Não! Imobiliário nesse valor não é adquirido com salários normais. Pode sê-lo com salários muito elevados, com salários anormais como os que vemos praticar nos conselhos de administração de bancos e grandes empresas, pode sê-lo com heranças (escassamente tributadas), pode sê-lo com rendimentos do capital que pagam muito menos impostos que o trabalho.
Por que lhes dói assim tanto a hipótese de aquele imposto ser realidade? Porque estão habituados a pagar poucos impostos? Ou será que o que lhes dói não é o pequeno abalo na carteira, mas antes o questionamento de privilégios - neste caso o privilégio de pagar baixos impostos? Pode ser ainda por este processo poder desencadear melhor perceção das camuflagens de negócios e de fuga para paraísos fiscais. Acima de tudo reagem porque, com esta polémica e com estudos que vão surgindo na sociedade portuguesa, se vai tornando claro a possibilidade de políticas alternativas à "inevitabilidade" de cortar sempre nos salários, nas pensões, nos direitos fundamentais e nas condições de vida dos mais frágeis.
No meio do argumentário surge a ideia de que os rendimentos do capital não devem ser tributados. A ideia é simples: se forem tributados fogem, logo, para os cativar é preciso descer a taxa de imposto. Dizem, o país deve ser competitivo do ponto de vista fiscal, como a Irlanda ou a Holanda. A ideia é simples, mas não muito inteligente: se todos fizermos como a Irlanda ou a Holanda, não só a Irlanda e a Holanda deixam de atrair capitais, como todos os outros deixarão de beneficiar a partir do momento em que as taxas, de redução em redução chegarem a zero. Essa trapaça da competitividade como valor total, a que o Papa Francisco chama a "economia que mata" tem um reverso bem duro, que é o do descarte do comum dos seres humanos.
Choca ver um conjunto de palradores de serviço - colocados em posições determinantes na Comunicação Social pelo centrão político e económico - tão irritados com esta injustiça face aos ricos. Eles impregnaram até à medula a estigmatização dos trabalhadores e dos mais pobres. Não têm vergonha e querem a todo o custo justificar os disparates que andaram a defender reclamando a austeridade purificadora.
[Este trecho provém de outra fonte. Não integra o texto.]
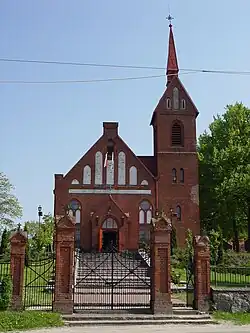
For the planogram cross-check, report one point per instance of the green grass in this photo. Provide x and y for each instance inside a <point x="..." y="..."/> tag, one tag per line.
<point x="237" y="318"/>
<point x="221" y="279"/>
<point x="17" y="321"/>
<point x="229" y="279"/>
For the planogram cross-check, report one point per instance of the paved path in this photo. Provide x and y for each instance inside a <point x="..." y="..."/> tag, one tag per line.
<point x="150" y="329"/>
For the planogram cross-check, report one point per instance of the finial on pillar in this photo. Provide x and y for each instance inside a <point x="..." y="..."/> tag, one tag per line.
<point x="170" y="18"/>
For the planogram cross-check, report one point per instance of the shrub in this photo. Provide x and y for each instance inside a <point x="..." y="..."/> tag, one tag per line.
<point x="175" y="277"/>
<point x="5" y="292"/>
<point x="180" y="258"/>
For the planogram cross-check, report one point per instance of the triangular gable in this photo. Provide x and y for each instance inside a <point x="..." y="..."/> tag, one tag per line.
<point x="136" y="157"/>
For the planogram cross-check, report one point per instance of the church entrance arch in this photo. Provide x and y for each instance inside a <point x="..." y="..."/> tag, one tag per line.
<point x="109" y="235"/>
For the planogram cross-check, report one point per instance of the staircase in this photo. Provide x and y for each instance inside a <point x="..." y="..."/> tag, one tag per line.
<point x="180" y="316"/>
<point x="129" y="279"/>
<point x="100" y="269"/>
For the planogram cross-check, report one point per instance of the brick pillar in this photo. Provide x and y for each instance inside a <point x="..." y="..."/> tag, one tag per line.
<point x="64" y="275"/>
<point x="160" y="264"/>
<point x="201" y="273"/>
<point x="18" y="242"/>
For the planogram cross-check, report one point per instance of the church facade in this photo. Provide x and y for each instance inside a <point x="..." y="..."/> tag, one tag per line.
<point x="113" y="193"/>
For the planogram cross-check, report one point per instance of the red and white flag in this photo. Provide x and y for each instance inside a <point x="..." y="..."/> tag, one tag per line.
<point x="106" y="160"/>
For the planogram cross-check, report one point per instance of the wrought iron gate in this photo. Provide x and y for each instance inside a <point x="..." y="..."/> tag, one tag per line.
<point x="39" y="281"/>
<point x="113" y="280"/>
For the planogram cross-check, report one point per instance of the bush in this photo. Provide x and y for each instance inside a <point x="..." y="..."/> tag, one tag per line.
<point x="5" y="293"/>
<point x="175" y="277"/>
<point x="180" y="258"/>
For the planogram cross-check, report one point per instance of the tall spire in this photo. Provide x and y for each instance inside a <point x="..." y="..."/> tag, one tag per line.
<point x="172" y="65"/>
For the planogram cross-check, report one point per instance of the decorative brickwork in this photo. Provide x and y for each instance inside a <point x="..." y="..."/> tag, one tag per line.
<point x="160" y="261"/>
<point x="201" y="273"/>
<point x="64" y="243"/>
<point x="18" y="242"/>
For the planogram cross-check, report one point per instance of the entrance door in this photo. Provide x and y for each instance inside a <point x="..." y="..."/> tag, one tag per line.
<point x="109" y="235"/>
<point x="109" y="240"/>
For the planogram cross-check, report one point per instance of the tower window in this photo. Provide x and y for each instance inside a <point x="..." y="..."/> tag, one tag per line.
<point x="176" y="98"/>
<point x="174" y="175"/>
<point x="178" y="212"/>
<point x="168" y="103"/>
<point x="145" y="212"/>
<point x="183" y="104"/>
<point x="110" y="150"/>
<point x="181" y="175"/>
<point x="177" y="135"/>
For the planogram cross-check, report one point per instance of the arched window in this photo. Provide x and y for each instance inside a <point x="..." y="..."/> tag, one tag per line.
<point x="176" y="98"/>
<point x="183" y="104"/>
<point x="145" y="212"/>
<point x="98" y="168"/>
<point x="121" y="168"/>
<point x="178" y="212"/>
<point x="133" y="176"/>
<point x="181" y="175"/>
<point x="75" y="210"/>
<point x="168" y="103"/>
<point x="177" y="134"/>
<point x="174" y="175"/>
<point x="87" y="175"/>
<point x="109" y="223"/>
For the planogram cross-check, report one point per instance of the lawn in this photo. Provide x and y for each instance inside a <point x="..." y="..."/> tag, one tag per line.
<point x="237" y="318"/>
<point x="16" y="321"/>
<point x="230" y="277"/>
<point x="36" y="278"/>
<point x="224" y="277"/>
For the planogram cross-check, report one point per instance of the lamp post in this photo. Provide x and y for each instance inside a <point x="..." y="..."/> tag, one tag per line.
<point x="40" y="214"/>
<point x="173" y="232"/>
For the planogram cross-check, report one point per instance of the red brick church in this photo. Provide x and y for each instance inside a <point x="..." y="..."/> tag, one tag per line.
<point x="113" y="193"/>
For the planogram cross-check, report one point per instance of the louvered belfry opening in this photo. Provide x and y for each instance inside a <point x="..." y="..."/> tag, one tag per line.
<point x="177" y="135"/>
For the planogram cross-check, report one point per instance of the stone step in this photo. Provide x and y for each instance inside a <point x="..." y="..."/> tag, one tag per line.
<point x="132" y="317"/>
<point x="111" y="322"/>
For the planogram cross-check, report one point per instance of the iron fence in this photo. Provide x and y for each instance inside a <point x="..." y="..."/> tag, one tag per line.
<point x="39" y="284"/>
<point x="111" y="280"/>
<point x="233" y="277"/>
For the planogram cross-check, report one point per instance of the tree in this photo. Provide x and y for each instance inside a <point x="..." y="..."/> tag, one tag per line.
<point x="40" y="235"/>
<point x="10" y="208"/>
<point x="4" y="242"/>
<point x="224" y="156"/>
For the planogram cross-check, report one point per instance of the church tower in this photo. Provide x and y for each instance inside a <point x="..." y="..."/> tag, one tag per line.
<point x="174" y="126"/>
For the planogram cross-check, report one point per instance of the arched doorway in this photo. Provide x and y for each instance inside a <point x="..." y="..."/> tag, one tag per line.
<point x="109" y="235"/>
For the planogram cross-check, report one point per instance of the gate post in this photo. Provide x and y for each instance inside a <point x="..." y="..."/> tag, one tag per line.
<point x="160" y="264"/>
<point x="65" y="246"/>
<point x="18" y="242"/>
<point x="201" y="273"/>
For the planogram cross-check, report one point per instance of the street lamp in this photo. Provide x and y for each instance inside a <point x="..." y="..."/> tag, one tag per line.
<point x="40" y="214"/>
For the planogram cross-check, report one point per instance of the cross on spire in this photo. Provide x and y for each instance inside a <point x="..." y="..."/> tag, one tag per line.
<point x="170" y="18"/>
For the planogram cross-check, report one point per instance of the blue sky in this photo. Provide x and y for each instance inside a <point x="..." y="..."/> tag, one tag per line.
<point x="45" y="129"/>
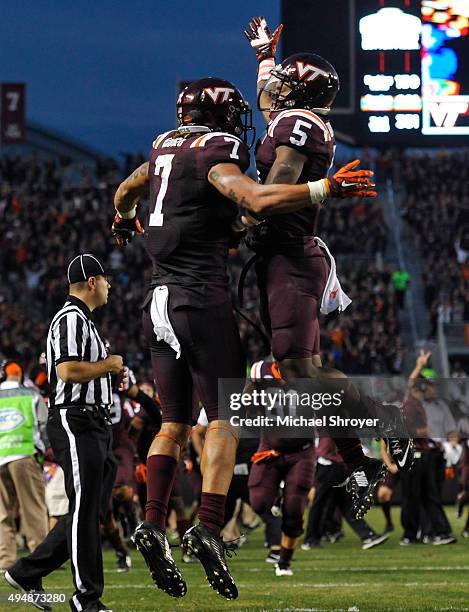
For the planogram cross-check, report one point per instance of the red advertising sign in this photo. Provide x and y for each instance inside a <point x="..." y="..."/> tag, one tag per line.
<point x="12" y="113"/>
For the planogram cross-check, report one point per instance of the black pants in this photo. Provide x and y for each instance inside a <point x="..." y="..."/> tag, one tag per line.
<point x="239" y="490"/>
<point x="326" y="501"/>
<point x="82" y="445"/>
<point x="421" y="491"/>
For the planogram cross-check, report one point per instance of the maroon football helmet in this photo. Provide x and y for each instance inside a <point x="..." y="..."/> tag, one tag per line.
<point x="303" y="80"/>
<point x="216" y="104"/>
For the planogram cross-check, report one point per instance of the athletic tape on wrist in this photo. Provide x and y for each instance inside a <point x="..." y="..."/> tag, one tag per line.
<point x="163" y="435"/>
<point x="130" y="214"/>
<point x="317" y="190"/>
<point x="225" y="428"/>
<point x="265" y="68"/>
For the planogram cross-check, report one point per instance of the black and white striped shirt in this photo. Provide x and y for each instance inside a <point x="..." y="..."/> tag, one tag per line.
<point x="73" y="337"/>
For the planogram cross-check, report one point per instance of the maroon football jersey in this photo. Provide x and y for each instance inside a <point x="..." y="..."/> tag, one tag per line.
<point x="311" y="135"/>
<point x="188" y="229"/>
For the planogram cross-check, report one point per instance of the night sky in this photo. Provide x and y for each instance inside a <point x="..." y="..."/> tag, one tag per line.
<point x="106" y="72"/>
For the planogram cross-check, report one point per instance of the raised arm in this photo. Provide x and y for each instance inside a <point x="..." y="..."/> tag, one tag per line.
<point x="131" y="190"/>
<point x="264" y="44"/>
<point x="278" y="199"/>
<point x="126" y="199"/>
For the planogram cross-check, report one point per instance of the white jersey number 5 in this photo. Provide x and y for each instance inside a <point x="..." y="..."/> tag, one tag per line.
<point x="300" y="132"/>
<point x="163" y="164"/>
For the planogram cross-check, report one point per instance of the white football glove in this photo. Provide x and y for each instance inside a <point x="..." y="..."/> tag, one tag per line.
<point x="261" y="39"/>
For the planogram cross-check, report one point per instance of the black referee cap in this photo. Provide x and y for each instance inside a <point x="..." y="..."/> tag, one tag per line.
<point x="82" y="267"/>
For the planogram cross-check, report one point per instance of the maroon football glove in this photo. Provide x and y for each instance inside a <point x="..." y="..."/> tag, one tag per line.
<point x="261" y="39"/>
<point x="350" y="183"/>
<point x="124" y="230"/>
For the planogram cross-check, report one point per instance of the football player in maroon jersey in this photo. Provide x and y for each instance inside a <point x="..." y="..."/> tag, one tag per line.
<point x="281" y="458"/>
<point x="195" y="181"/>
<point x="293" y="273"/>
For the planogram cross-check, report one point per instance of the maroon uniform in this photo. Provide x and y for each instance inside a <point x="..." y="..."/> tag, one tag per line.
<point x="123" y="447"/>
<point x="465" y="467"/>
<point x="294" y="465"/>
<point x="416" y="422"/>
<point x="187" y="236"/>
<point x="293" y="271"/>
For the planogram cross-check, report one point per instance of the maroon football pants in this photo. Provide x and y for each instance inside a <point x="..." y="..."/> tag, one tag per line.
<point x="210" y="349"/>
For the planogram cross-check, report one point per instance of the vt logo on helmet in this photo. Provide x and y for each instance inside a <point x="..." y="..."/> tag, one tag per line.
<point x="216" y="104"/>
<point x="219" y="94"/>
<point x="303" y="80"/>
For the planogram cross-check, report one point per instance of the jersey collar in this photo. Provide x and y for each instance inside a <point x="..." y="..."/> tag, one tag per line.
<point x="81" y="305"/>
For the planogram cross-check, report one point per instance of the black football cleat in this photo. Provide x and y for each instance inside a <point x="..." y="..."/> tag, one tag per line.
<point x="362" y="484"/>
<point x="401" y="451"/>
<point x="398" y="444"/>
<point x="210" y="551"/>
<point x="35" y="593"/>
<point x="153" y="544"/>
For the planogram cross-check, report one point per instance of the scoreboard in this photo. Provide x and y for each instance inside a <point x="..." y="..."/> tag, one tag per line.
<point x="403" y="65"/>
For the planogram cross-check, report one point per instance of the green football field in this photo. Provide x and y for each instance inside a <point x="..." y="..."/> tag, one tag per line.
<point x="338" y="576"/>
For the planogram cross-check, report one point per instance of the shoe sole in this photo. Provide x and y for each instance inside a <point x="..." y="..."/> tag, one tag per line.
<point x="409" y="464"/>
<point x="12" y="582"/>
<point x="368" y="500"/>
<point x="223" y="585"/>
<point x="166" y="576"/>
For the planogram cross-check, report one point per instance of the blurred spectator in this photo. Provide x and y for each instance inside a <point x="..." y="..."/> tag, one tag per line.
<point x="437" y="210"/>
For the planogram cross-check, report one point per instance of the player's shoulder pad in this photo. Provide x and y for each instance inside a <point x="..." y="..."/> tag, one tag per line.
<point x="221" y="148"/>
<point x="285" y="122"/>
<point x="204" y="140"/>
<point x="159" y="139"/>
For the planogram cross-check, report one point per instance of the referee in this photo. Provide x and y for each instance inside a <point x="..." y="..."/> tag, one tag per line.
<point x="79" y="372"/>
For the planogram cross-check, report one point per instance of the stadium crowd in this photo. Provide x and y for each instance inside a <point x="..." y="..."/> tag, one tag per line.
<point x="436" y="208"/>
<point x="51" y="209"/>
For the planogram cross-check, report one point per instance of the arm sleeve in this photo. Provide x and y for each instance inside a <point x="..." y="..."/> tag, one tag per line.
<point x="69" y="337"/>
<point x="202" y="420"/>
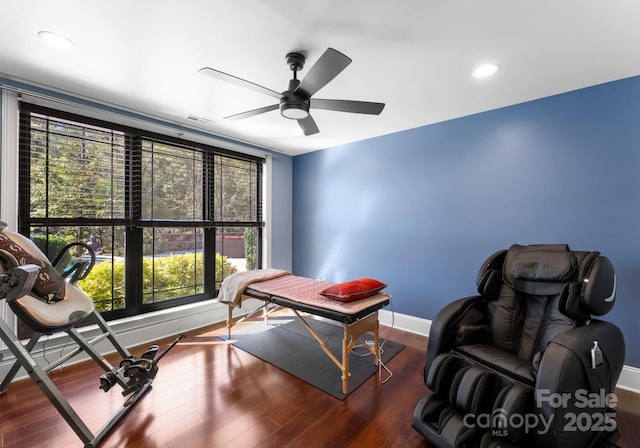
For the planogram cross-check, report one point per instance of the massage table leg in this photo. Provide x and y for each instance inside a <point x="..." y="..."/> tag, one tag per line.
<point x="352" y="333"/>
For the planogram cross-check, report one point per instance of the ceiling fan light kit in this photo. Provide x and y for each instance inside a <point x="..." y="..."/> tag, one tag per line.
<point x="295" y="102"/>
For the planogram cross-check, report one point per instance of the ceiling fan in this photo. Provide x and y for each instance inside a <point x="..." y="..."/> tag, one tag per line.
<point x="295" y="102"/>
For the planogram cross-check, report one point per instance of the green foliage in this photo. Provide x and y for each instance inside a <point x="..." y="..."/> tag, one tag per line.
<point x="250" y="249"/>
<point x="163" y="278"/>
<point x="55" y="245"/>
<point x="105" y="285"/>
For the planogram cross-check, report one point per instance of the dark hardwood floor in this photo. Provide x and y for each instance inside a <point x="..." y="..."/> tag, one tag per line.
<point x="211" y="394"/>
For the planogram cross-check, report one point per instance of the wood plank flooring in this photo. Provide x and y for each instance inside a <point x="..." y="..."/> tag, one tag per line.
<point x="211" y="394"/>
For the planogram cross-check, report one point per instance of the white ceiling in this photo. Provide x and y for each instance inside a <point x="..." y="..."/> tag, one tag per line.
<point x="414" y="55"/>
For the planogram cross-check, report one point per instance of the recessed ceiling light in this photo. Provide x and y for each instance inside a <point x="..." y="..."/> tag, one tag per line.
<point x="56" y="40"/>
<point x="485" y="70"/>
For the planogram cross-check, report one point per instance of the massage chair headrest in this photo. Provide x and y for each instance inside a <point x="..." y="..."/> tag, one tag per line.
<point x="585" y="280"/>
<point x="18" y="250"/>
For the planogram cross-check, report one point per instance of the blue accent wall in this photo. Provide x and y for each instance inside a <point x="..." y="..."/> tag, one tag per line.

É preciso poupar. Fui ensinado nesse princípio e valorizo-o, como aliás faz a generalidade dos portugueses, sendo de Esquerda ou de Direita. Há o direito à acumulação de riqueza, mas também à sua justa repartição quando é criada, com salários dignos e criação de emprego. E com a aplicação do princípio de todos pagarem impostos (em sistema progressivo) de acordo com a riqueza que possuem.
O dinheiro ganho no trabalho não é menos digno que qualquer outro e o combate à pobreza só será efetivo se estiver presente em todas as políticas.